Kigali — The uncontested prevalence of COVID-19, which has seemingly preoccupied all news and opinions, is unparalleled. In capturing all of our attention, it should also be compelling us to reexamine the premises that have led us to this point. We have the capacity to prevent this sort of catastrophe, and we should.
Obviously, COVID-19 is beyond a health crisis. Though enormous disagreement in its origin and intent, the virus is still a virus, making it first a health crisis. The real difference, however, is that it is also a human crisis that is threatening the very foundation of our existence as a global society.
We are at a point in history where we – especially since the turn of the 20th century – have transformed our individual and collective realities at an almost unimaginable rate in realms of technological breakthroughs, medical research, economic growth, and productivity, creation of wealth, among other things.
The post-corona world cannot and should not be the same.
We have reached an all-time low of maternal and child mortalities and the highest levels of average life spans across the world. Countries like China, South Korea, and other countries in the domain of the ‘Tiger Economy’ have been able to provide decent living conditions for billions of people as a result of targeted fights against poverty.
Even poverty rates have plummeted across all regions in the world, though this varies per region. (It was forecast even before COVID-19 that poverty would still remain an African phenomenon in 2030). What makes these revelations all the more mysterious is that they are overlapping with a (relative) peak in human civilization, where ideally, humanity is capable of ensuring maximum security and safety to all at any time, and in every aspect.
One could argue that the world has enjoyed a decent - in the most generous definition - seven decades since the last deadly Second World War, depending on where one is. Indeed, over the corresponding period, Africa has been consistently forecast to experience record negative growth.
However, as persistent as the changes and progress were, the intent and the motives have not always been consistent. A noticeable turning point in this regard occurred in the 1980s with two big events: the end of the Cold War; and the strong, new liberal market phenomena championed by Ronald Reagan and Margaret Thatcher. Both significantly transitioned all power to the market with lackluster accountability and left humanity in grave danger.

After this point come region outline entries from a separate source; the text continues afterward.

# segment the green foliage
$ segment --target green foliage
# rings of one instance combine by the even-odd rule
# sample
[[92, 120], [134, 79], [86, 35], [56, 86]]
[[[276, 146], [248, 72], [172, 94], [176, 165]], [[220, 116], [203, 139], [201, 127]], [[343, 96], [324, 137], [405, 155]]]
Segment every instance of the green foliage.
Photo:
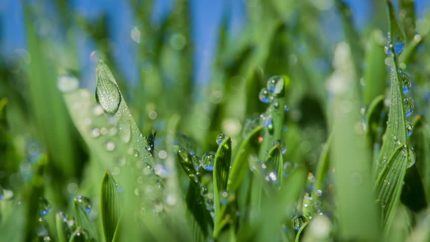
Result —
[[[364, 30], [345, 1], [248, 1], [205, 86], [189, 1], [156, 26], [154, 1], [128, 3], [132, 84], [110, 17], [58, 1], [58, 43], [24, 4], [27, 57], [0, 63], [0, 240], [428, 240], [430, 15], [414, 1], [373, 1]], [[76, 29], [103, 57], [92, 91]]]

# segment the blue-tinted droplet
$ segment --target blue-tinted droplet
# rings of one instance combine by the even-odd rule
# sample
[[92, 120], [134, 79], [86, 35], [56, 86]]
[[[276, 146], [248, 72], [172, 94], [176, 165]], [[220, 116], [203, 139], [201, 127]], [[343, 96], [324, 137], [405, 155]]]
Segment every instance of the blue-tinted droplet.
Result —
[[39, 214], [40, 216], [46, 216], [49, 213], [51, 206], [47, 199], [45, 198], [39, 198]]
[[218, 136], [217, 136], [217, 144], [221, 145], [224, 141], [224, 140], [226, 139], [226, 135], [224, 134], [220, 134], [218, 135]]
[[274, 76], [271, 77], [267, 83], [267, 89], [275, 95], [282, 92], [285, 86], [285, 80], [281, 76]]
[[276, 140], [273, 142], [273, 144], [272, 144], [272, 146], [275, 146], [275, 145], [279, 145], [279, 148], [281, 148], [281, 151], [282, 152], [282, 154], [285, 154], [287, 152], [287, 148], [285, 146], [285, 143], [284, 141], [282, 140]]
[[262, 88], [258, 94], [258, 98], [261, 102], [268, 103], [270, 101], [270, 93], [268, 90], [265, 87]]
[[412, 125], [410, 123], [406, 121], [406, 136], [409, 137], [412, 135], [412, 130], [413, 130], [413, 127]]
[[402, 91], [403, 94], [406, 95], [411, 90], [411, 78], [405, 73], [400, 72], [400, 81], [402, 83]]
[[213, 170], [213, 163], [215, 161], [215, 152], [206, 152], [201, 157], [201, 166], [206, 170]]
[[396, 55], [399, 55], [405, 48], [405, 42], [401, 40], [397, 40], [394, 42], [393, 47], [394, 49], [394, 53]]
[[307, 219], [304, 216], [300, 215], [296, 215], [291, 219], [293, 228], [296, 230], [299, 230], [306, 222], [307, 222]]
[[413, 112], [413, 103], [410, 98], [405, 97], [403, 99], [403, 105], [405, 107], [405, 115], [408, 117]]
[[92, 202], [89, 198], [84, 197], [83, 196], [80, 196], [76, 198], [76, 201], [79, 203], [82, 209], [86, 213], [88, 213], [90, 212], [91, 209], [92, 208]]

There was no better time for this than the end of the Cold War, which insisted on the persistence of a single ideology on the court with no competing teams.
Indeed, this was a turning point that led to growing human vulnerability and the severe undermining of our ideals of social justice, protection, and collective securities. The market system that is supposed to provide solutions has unfortunately ended up proliferating disparities, social injustices, and instabilities as exhibited by the most recent epoch of the global financial crisis. In the current world where capital and capitalism are the only winning power in the helm, our thoughts and narratives are very much shaped by a single value - profit.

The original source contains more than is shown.